The impressive performance of rookie wide receiver Deonte Thompson during training camp has raised questions about how the Ravens will handle roster decisions at what’s considered to be a deep position.
The top of the depth chart is essentially set with starters Anquan Boldin and Torrey Smith and veteran Jacoby Jones locked into the No. 3 spot, but the questions begin after that. Second-year wideout LaQuan Williams appears to have a strong hold on the No. 4 overall spot on the depth chart after an impressive camp while 2011 fourth-round pick Tandon Doss has dealt with a hamstring injury.

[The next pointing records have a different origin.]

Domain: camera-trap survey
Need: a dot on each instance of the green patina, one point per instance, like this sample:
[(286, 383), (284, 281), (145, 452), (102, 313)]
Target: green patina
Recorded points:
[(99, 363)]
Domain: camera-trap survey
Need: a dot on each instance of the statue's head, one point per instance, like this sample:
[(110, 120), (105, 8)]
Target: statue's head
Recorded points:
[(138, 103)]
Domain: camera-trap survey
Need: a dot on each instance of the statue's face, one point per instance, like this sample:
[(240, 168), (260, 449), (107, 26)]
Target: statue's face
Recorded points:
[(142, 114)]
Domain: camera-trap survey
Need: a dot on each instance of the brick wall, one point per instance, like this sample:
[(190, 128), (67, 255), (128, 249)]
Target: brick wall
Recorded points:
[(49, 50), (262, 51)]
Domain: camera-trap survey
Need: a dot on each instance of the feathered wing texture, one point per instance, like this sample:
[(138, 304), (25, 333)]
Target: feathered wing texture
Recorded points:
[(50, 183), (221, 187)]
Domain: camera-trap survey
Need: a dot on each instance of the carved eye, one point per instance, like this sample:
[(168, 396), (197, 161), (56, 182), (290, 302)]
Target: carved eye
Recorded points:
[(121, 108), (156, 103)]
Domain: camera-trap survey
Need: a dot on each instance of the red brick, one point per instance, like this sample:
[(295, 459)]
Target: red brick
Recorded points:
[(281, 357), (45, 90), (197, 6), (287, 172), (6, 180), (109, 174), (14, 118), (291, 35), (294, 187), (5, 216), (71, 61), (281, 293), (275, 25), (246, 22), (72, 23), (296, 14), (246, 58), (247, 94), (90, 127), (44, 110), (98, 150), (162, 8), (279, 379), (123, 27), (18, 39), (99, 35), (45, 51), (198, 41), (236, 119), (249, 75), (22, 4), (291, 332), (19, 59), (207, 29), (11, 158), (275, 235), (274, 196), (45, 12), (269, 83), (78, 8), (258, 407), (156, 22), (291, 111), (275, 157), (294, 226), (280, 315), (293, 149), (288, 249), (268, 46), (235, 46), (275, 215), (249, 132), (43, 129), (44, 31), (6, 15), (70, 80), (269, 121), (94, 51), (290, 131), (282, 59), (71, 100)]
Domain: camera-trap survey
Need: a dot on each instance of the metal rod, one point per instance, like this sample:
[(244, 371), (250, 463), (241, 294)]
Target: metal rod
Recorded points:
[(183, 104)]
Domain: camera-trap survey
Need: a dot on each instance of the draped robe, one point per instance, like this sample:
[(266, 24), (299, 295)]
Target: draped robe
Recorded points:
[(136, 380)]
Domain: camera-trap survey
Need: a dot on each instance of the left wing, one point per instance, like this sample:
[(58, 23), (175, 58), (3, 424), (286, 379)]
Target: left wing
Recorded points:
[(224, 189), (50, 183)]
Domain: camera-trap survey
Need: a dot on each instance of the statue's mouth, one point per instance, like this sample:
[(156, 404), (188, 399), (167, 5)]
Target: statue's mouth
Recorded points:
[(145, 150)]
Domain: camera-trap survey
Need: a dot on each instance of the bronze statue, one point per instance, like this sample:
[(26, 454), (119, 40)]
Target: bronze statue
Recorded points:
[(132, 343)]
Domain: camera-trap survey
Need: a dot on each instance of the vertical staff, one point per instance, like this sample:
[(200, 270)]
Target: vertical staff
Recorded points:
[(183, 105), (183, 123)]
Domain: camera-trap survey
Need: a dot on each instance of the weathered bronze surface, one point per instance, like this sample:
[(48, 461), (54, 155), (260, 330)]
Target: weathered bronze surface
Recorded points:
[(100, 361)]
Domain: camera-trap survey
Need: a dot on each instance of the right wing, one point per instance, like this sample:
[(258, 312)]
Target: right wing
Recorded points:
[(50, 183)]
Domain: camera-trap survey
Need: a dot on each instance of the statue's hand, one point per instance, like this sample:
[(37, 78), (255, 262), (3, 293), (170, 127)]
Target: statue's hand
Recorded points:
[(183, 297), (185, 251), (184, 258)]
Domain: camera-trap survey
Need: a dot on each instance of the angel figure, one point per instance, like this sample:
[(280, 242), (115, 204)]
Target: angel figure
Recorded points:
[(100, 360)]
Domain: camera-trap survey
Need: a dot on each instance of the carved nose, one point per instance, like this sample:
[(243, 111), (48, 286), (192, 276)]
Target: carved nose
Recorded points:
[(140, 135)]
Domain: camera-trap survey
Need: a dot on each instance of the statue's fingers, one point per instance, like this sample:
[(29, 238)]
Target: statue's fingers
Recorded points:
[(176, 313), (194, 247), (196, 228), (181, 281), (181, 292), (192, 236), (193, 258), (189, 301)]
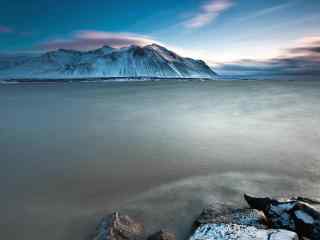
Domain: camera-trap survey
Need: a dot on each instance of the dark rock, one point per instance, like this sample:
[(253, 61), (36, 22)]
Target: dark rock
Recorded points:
[(294, 215), (118, 227), (162, 235), (249, 217)]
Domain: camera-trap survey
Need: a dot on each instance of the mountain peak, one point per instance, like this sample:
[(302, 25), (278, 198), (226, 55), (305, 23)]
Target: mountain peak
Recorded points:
[(133, 61)]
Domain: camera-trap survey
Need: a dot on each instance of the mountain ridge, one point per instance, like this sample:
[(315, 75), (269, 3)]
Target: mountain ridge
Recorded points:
[(133, 61)]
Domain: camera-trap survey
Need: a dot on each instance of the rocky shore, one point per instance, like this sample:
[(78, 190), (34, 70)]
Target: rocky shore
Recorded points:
[(264, 219)]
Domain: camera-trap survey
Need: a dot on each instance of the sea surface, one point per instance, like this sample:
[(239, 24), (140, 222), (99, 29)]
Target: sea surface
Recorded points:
[(158, 150)]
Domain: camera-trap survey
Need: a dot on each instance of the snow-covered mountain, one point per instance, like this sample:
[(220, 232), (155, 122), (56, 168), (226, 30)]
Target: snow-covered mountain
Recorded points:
[(134, 61)]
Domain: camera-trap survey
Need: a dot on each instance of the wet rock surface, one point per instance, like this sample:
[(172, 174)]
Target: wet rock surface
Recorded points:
[(228, 215), (266, 219), (240, 232), (118, 227), (162, 235), (293, 214)]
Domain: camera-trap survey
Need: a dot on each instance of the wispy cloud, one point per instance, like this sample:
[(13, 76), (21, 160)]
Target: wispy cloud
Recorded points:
[(88, 40), (208, 13), (4, 29), (303, 59), (268, 11)]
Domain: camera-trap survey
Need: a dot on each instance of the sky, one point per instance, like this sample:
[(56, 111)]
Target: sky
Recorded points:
[(217, 31)]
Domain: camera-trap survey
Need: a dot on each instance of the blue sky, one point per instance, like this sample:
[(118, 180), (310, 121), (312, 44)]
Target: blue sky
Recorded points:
[(214, 30)]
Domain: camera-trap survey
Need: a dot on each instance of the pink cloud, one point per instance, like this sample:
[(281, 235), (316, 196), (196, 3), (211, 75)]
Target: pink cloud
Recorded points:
[(208, 13), (88, 40), (4, 29)]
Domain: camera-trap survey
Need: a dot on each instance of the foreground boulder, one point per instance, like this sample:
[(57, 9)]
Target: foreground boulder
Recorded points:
[(225, 214), (223, 231), (162, 235), (294, 215), (118, 227)]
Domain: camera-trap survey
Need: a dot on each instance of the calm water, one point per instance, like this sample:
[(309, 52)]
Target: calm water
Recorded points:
[(69, 153)]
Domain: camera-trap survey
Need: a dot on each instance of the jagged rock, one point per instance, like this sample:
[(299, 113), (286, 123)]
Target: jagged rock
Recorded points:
[(250, 217), (118, 227), (162, 235), (292, 215), (240, 232)]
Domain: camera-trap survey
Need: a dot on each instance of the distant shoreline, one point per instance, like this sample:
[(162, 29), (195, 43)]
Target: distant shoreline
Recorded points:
[(103, 79)]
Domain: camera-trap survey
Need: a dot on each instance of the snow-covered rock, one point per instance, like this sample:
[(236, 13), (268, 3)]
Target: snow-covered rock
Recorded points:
[(223, 231), (118, 227), (225, 214), (291, 214), (134, 61)]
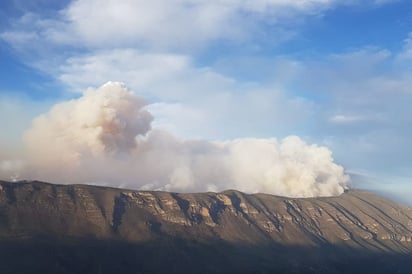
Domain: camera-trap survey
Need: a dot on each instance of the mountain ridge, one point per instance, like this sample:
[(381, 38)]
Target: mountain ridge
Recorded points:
[(258, 229)]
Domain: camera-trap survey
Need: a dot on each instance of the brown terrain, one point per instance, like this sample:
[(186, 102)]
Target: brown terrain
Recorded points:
[(48, 228)]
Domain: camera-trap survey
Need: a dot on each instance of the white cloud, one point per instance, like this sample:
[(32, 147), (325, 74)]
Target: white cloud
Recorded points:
[(105, 136)]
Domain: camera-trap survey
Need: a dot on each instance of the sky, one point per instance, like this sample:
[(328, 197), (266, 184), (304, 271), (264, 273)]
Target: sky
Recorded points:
[(335, 73)]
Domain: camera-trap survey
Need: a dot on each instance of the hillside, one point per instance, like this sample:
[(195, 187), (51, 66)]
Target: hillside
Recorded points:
[(51, 228)]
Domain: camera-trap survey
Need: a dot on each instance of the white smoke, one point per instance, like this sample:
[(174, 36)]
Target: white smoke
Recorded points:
[(105, 137)]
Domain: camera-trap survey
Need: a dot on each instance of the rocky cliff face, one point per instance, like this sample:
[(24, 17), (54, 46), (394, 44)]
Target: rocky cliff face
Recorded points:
[(202, 223)]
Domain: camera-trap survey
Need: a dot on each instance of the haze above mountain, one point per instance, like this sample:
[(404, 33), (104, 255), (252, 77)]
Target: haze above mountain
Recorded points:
[(87, 229)]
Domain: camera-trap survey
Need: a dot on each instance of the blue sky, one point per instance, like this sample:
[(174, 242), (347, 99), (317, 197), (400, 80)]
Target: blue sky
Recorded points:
[(335, 73)]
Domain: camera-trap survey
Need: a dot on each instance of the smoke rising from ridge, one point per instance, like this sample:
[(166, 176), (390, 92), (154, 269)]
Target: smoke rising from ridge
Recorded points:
[(105, 137)]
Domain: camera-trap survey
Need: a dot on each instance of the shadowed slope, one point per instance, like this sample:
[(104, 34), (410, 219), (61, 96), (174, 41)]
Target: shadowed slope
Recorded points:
[(88, 229)]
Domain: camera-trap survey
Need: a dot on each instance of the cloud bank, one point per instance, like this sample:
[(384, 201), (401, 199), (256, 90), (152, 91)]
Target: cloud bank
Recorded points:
[(105, 137)]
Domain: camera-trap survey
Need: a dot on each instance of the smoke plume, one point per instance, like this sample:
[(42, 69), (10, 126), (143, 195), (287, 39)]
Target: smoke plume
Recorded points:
[(105, 137)]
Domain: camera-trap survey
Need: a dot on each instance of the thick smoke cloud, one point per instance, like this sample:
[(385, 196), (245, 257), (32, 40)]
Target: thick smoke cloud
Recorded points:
[(105, 137)]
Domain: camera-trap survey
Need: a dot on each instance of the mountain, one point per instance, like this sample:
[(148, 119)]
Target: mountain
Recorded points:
[(48, 228)]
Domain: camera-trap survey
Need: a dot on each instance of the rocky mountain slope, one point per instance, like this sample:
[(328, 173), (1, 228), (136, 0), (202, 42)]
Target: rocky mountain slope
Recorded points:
[(86, 229)]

Despite being sidelined for much of the summer, Doss’ pedigree and offseason work suggest he’s still a safe bet to make the 53-man roster, pushing the Ravens’ total to five receivers before you consider the surprising Thompson or 2012 sixth-round draft choice Tommy Streeter. Thompson has performed at a higher level overall with his exceptional speed and better-than-advertised hands in practices, but Streeter’s 6-foot-5 height and straight-line speed make him the player with the higher upside despite his limited route-running ability and inconsistent hands.
However, the question of whether the Ravens can keep six — or even seven — receivers involves much more than the passing tree and reining in passes from quarterback Joe Flacco. Many will try to project a number of players at each position that are ultimately kept on the 53-man roster, but those decisions are determined by versatility and what type of contributions players can make on special teams. In that sense, a wide receiver is suddenly viewed as an all-around football player and not an individual with a specific skill set at a given position.
“The best players will be kept on the roster,” offensive coordinator Cam Cameron. “And you may be heavy at a position, but I know John [Harbaugh] believes that, and Ozzie [Newsome] believes that we are going to keep our best players, and if you have a bunch of receivers that are your best players, that will dictate that. If you have receivers that aren’t, than you probably will not have a lot. I’m confident that we have a really good group of receivers on this offense. How many? We are probably going to have more than maybe we can keep, so we’ll see.”
Thompson may gain the edge over Streeter when it comes to his ability on special teams where he’s working in a number of areas. Though only listed as the fourth kick returner on the team’s most recent depth chart, Thompson has also worked as a gunner on the punt team and is learning multiple jobs on the special teams units.
It can only help his cause when the Ravens trim their roster to 53 on Aug. 31 for the regular season.
“He’s working at a variety of different positions,” special teams coordinator Jerry Rosburg said. “He’s one of those guys that we like to cross-train, and we have this expression: ‘The more you can do.’ So, for example, on kickoff coverage, he’s worked as an inside player, he’s worked as an outside player. And on punt return team, we’ve had him work at the end where he’s rushing punts. We’ve had him work at the vice, where he’s holding up gunners. And so, he’s got enough skill where he can play a variety of positions, so we’re trying to expose him to all those different opportunities.
“Depending on how the roster all works out, and depending on where the opening is, we can insert him there and see what he can do. So yes, his speed and his agility – and he’s a football player – you watch him play offense and you can see that, because he has the ability to get open. He’s got good hands, he’s got good spatial awareness and a football sense, and it shows up in special teams as well.”
Even if Thompson or Streeter — or neither — find their way onto the 53-man roster, both would be ideal candidates for the eight-man practice squad.
Whether they’d make it that far before being snatched up by any of the other 31 NFL teams, however, remains in doubt.